E i pesci? I più comuni sono le bavose, con i loro tipici ciuffetti sulla testa: vivono anche in pochi centimetri d’acqua, sotto il sole cocente, e non sembrano risentirne. Simile d’aspetto ma ben più pericoloso è lo scorfano: facilissimo calpestarlo se ci si muove con poca accortezza sugli scogli, e il dolore provocato dal veleno che inietta con le spine dorsali è fortissimo (ma lo si allevia rapidamente immergendo la parte in acqua calda, poiché si tratta di una tossina termolabile). Fa parte dello stesso gruppo, cioè dei pesci che stazionano immobili sulle rocce, il peperoncino: rosso scarlatto o grigio a seconda del sesso, deve il suo nome al modo di muoversi, decisamente nervoso, ma è del tutto innocuo.
Piccoli banchi di occhiate, riconoscibili dalla macchia nera in prossimità della coda, oppure di salpe, dalle eleganti linee dorate longitudinali, non concederanno troppa confidenza; sono esemplari giovani che rimangono sotto costa solo finché hanno piccole dimensioni. Specie di tana sono invece lo sciarrano dalle linee rossicce, con una vistosa macchia bianca sull’addome, e la perchia, anch’essa dal dorso rigato: se ne stanno immobili in qualche anfratto, anche in mezzo metro d’acqua, ad aspettare qualche pesciolino di passaggio, e sono talmente voraci che è facile indurli ad avvicinarsi perfino con un anello di calamaro o un gamberetto sgusciato. Ancora più fiduciose sono le donzelle, in alcune regioni dette anche carabinieri per via della vistosa striscia rossa sul fianco dei maschi (in realtà si tratta di una specie ermafrodita): provate a nutrirle con frammenti di pesce, calamaro o gambero e, in capo a qualche giorno, arriveranno perfino a prendervi il cibo dalle mani. La donzella pavonia, forse il pesce più bello dei nostri mari, divide lo stesso ambiente della donzella comune ma è molto più timida e vive ad almeno un metro di profondità, cosicché non è facile vederla.

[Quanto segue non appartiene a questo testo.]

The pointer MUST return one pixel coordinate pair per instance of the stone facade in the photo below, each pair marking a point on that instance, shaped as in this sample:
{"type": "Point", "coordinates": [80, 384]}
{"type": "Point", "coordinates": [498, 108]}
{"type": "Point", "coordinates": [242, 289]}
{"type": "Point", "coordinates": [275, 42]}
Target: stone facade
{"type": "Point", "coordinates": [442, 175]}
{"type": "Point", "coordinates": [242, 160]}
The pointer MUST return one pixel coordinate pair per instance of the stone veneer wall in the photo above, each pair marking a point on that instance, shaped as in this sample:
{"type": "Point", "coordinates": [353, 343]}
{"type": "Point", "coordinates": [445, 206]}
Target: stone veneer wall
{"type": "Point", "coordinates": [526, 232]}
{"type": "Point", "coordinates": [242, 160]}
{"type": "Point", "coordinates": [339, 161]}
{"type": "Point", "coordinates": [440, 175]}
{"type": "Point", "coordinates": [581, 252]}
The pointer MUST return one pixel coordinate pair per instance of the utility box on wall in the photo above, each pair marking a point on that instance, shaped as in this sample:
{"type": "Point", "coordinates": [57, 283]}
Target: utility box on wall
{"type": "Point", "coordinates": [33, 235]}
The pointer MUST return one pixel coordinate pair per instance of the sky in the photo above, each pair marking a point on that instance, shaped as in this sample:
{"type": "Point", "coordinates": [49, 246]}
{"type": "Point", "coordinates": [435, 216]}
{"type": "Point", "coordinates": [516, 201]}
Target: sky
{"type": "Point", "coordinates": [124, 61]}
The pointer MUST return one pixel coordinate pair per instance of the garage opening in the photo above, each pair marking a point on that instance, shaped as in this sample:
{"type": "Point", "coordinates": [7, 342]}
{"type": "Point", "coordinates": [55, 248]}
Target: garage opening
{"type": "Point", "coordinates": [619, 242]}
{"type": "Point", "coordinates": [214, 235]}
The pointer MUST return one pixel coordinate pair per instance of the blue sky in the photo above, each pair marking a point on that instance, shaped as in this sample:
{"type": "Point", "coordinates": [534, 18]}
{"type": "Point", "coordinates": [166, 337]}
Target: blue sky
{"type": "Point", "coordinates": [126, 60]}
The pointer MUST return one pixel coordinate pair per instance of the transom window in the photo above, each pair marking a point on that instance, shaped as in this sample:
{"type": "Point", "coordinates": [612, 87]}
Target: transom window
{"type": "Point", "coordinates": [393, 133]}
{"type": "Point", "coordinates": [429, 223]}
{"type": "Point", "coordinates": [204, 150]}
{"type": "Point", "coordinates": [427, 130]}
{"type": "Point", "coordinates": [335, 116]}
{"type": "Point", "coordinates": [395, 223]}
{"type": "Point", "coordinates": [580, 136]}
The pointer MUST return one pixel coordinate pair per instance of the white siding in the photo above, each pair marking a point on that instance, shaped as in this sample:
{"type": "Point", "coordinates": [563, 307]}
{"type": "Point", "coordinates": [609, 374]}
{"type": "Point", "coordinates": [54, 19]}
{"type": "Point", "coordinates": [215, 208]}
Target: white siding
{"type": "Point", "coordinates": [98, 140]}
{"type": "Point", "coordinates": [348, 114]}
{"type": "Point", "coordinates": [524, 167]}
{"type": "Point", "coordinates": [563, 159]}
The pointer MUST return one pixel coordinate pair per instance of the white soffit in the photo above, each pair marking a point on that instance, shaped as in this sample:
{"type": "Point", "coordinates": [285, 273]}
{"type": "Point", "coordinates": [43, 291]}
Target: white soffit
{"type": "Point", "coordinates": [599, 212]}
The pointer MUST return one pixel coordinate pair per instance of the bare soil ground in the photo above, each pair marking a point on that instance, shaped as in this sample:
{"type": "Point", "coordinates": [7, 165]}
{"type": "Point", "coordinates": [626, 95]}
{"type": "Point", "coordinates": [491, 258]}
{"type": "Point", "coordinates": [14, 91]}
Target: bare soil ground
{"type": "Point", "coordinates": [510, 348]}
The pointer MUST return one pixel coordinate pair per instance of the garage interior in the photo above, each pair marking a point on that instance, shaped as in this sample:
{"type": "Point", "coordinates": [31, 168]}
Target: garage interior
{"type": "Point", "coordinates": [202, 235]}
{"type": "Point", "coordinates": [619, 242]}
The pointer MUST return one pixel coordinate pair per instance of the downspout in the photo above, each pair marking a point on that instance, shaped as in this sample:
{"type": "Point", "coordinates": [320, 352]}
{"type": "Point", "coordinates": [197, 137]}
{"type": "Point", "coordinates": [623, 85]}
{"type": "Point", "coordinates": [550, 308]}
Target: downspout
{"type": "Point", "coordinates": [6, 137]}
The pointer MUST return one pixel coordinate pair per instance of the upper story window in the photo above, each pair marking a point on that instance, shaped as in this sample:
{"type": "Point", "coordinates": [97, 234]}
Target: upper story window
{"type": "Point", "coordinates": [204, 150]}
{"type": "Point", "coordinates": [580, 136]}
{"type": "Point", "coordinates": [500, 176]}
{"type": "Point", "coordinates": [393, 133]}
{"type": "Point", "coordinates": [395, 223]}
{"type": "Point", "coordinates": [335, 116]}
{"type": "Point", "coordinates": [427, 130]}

Dai colori smaglianti ma di aspetto assai buffo è invece il tordo, con la struttura tozza e i labbroni sporgenti, che fa molta assegnazione sul proprio scarso mimetismo: lo si nota senza troppa difficoltà, striato di verde, mentre si appoggia fra le alghe e si appiattisce contro la roccia, anche in pochi centimetri d’acqua. E’ talmente convinto di essere invisibile che a volte si arriva perfino a toccarlo prima che capisca che non l’ha data a bere a nessuno.
Occasionalmente è possibile incontrare piccole murene, di solito troppo giovani per essere pericolose, e polpi. Il polpo, anche di grosse dimensioni, tende in alcuni periodi dell’anno a portarsi sotto riva anche in poche decine di centimetri d’acqua, e trovarne uno è un divertimento assicurato: vi basterà avvicinarlo con lentezza e accarezzarlo sotto il mantello, all’attaccatura dei tentacoli, per farlo letteralmente giocare con voi. E tutto questo, non dimentichiamolo, senza nemmeno staccare i piedi dal fondo.